BYOD versus CYOD — I said, you said
By you (and Lee Naik)
Two weeks ago I wrote a blog on two device policies currently in use in enterprise organisations — Bring Your Own Device (BYOD) and Choose Your Own Device (CYOD). The article was very popular, racking up more than 560 000 reads at last count, and was ranked the top blog across the entire LinkedIn platform for the week.
Readers commented extensively, but what really struck me was the quality of the engagement. Some readers’ experiences corroborated my views, while others took issue with what I said. As a result I’ve refined my take on selected topics, while others require further discussion. On the whole it was a very illuminating and positive experience, brimming with new use cases that really tested my ideas on the issue.
The fundamental character of the two frameworks came up for discussion, and here I have to thank readers for picking up on nuances I hadn’t specifically mentioned. So let me take a second to explicitly define the two variants: BYOD is exactly what it sounds like — employees bring their choice of device to work while with CYOD you’re asked to choose between a finite number of device models — supplied by yourself or the company.
That last bit — who does the supplying — is an interesting detail. You see, I called CYOD an “evolutionary off-shoot of BYOD”. And in the sense that I had in mind — CYOD supplied by the user — that is true. It is indeed a more recent variant of the BYOD phenomenon (itself fairly recent). But CYOD as supplied by the organization is more than 10 years old, as some readers point out. That’s the beauty of social media engagement. Maybe more of my articles should be crowdsourced!
But let’s dive right into the deep end of our dialogue. I didn’t run any numbers, but one thing is apparent: While it may be too soon to write off BYOD (too many contractors and start-ups get by on it), there is nevertheless overwhelming support for CYOD, supporting the thesis of the article. Several reasons come into play: CYOD retains the good of BYOD (supporting productivity and a degree of choice) while overcoming some of its biggest problems (specifically, cost of training, ease of management and security). One reader summed it up by saying CYOD is a welcome return of the dog wagging the tail.
Of enormous value, too, was the comment that CYOD helps solve the problem of technology in education for its simpler logistics and superior security stance, while still providing choice.
However — and here I give readers full credit for changing my view on matters, methods to secure cloud deployments are a lot less trouble than before. A handful of readers pointed out that to secure a BYOD (or perhaps any) device, you only need to put a virtualised, managed company image on it, completely sandboxed with VPN access. That way you won’t have to manage a truckload of different devices, and all the company’s information remains in a secure location.
In fact, with virtualisation, the whole BYOD/CYOD distinction falls away, a reader pointed out. And if that’s the case, they ask, why are we still talking about it?

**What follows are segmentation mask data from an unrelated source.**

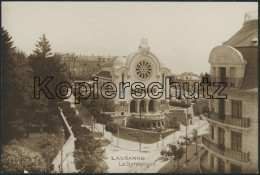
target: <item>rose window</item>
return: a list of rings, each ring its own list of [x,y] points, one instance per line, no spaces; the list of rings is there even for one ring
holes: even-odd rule
[[[152,75],[152,65],[148,61],[140,61],[136,65],[135,73],[141,79],[149,78]]]

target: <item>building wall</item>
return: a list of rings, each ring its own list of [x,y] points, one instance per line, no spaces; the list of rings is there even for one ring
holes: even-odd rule
[[[92,80],[93,74],[99,72],[102,64],[109,59],[101,56],[61,54],[61,63],[68,66],[70,77],[73,80]]]
[[[219,50],[218,50],[219,51]],[[229,55],[229,51],[222,50],[221,52],[226,52],[226,55]],[[227,54],[229,53],[229,54]],[[221,54],[220,54],[221,55]],[[217,56],[217,55],[214,55]],[[238,57],[234,57],[234,55],[229,58],[233,58],[235,60],[223,60],[218,63],[211,60],[211,77],[219,77],[219,67],[226,67],[226,77],[230,77],[230,67],[235,68],[235,77],[233,78],[244,78],[245,73],[245,65],[241,60],[237,60]],[[240,63],[239,63],[240,61]],[[240,84],[241,85],[241,84]],[[221,122],[216,122],[214,120],[210,120],[209,124],[209,138],[216,144],[219,144],[219,129],[222,128],[225,131],[225,148],[232,149],[232,132],[237,132],[242,134],[242,150],[241,152],[248,153],[249,152],[249,163],[239,163],[239,161],[230,160],[228,157],[220,156],[216,154],[216,152],[212,152],[209,150],[209,160],[208,165],[209,168],[212,168],[214,172],[218,172],[218,158],[221,158],[225,163],[225,172],[230,172],[231,164],[242,167],[242,172],[250,172],[256,173],[258,171],[258,92],[257,90],[239,90],[239,85],[236,87],[227,87],[224,91],[227,94],[227,99],[225,100],[224,111],[226,116],[231,116],[232,114],[232,100],[242,101],[242,118],[249,118],[249,128],[237,127],[234,125],[226,125]],[[209,103],[210,111],[213,113],[218,113],[219,105],[218,100],[211,99]],[[214,126],[214,139],[211,139],[211,127]],[[228,154],[228,153],[227,153]],[[214,167],[210,167],[211,158],[213,156],[214,159]]]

Hang on, not so fast. Is virtualisation all it is cracked up to be? Why, asks another reader, would you spend thousands on a device you’re using as a dumb terminal with limited functionality and no local data? It is possible, of course, to have an enterprise environment AND whizz bang personal device heaven on the same device, but the real issue I have with a 100% virtualised corporate environment concerns the many hours I spend travelling to and from client and industry engagements. On a 15-hour flight, I want data on my device, in order to be productive. That is, after all, the point of mobility.

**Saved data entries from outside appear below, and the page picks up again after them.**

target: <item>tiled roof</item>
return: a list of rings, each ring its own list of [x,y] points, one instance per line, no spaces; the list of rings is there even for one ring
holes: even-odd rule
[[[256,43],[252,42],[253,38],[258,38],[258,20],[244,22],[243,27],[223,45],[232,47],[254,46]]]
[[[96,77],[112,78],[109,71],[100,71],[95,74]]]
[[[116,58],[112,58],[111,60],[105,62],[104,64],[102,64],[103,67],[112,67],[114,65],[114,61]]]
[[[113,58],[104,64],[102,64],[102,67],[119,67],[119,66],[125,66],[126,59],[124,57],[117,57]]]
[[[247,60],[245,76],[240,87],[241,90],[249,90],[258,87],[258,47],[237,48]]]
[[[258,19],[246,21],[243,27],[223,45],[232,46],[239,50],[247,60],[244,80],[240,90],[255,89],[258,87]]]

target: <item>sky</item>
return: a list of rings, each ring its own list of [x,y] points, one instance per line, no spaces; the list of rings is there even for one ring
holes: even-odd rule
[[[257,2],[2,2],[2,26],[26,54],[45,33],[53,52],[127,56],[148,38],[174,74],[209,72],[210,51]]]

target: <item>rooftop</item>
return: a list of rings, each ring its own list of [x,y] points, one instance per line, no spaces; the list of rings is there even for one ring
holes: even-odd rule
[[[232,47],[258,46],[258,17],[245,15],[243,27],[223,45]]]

Furthermore, another reader points out, we should never underestimate the value of being tested, and both BYOD and CYOD are test cases for a complex battleground of user, IT and organisational interests. “As wearables and the Internet of Things become more widespread, and their capabilities go up, it’s going to be the next IT nightmare — you’re absolutely right to bring [device diversity and the best form of it — BYOD or CYOD] up now, while we still have the opportunity to pre-plan our security posture, rather than largely reacting to it as many of us did in the sudden onslaught of BYOD.” Indeed.
Are we right back to BYOD then? Well, tactics like virtualisation won’t wash with emerging platforms like IoT. According to a study from HP Security Research, 70 percent of the most commonly used IoT devices had serious security vulnerabilities, so now is as good a time as any to settle our device stance.
As one reader perceptively said, we can’t talk about a mobile Internet, as though mobility (and device diversity) are party crashers that we have to cater for as afterthoughts. All devices and things make up the Internet in its infinite variety, and the catering needs to plan for all comers.
And with that I’ll sign off on the most compelling themes raised by readers. Thank you for an extraordinary conversation that truly elevated the dialogue we have on an ongoing basis, whether we’re aware of it or not. I hope there will be other opportunities to share a byline with you in future!
Reader of the week (albeit two weeks ago) goes to Jodie Reynolds for some excellent insights.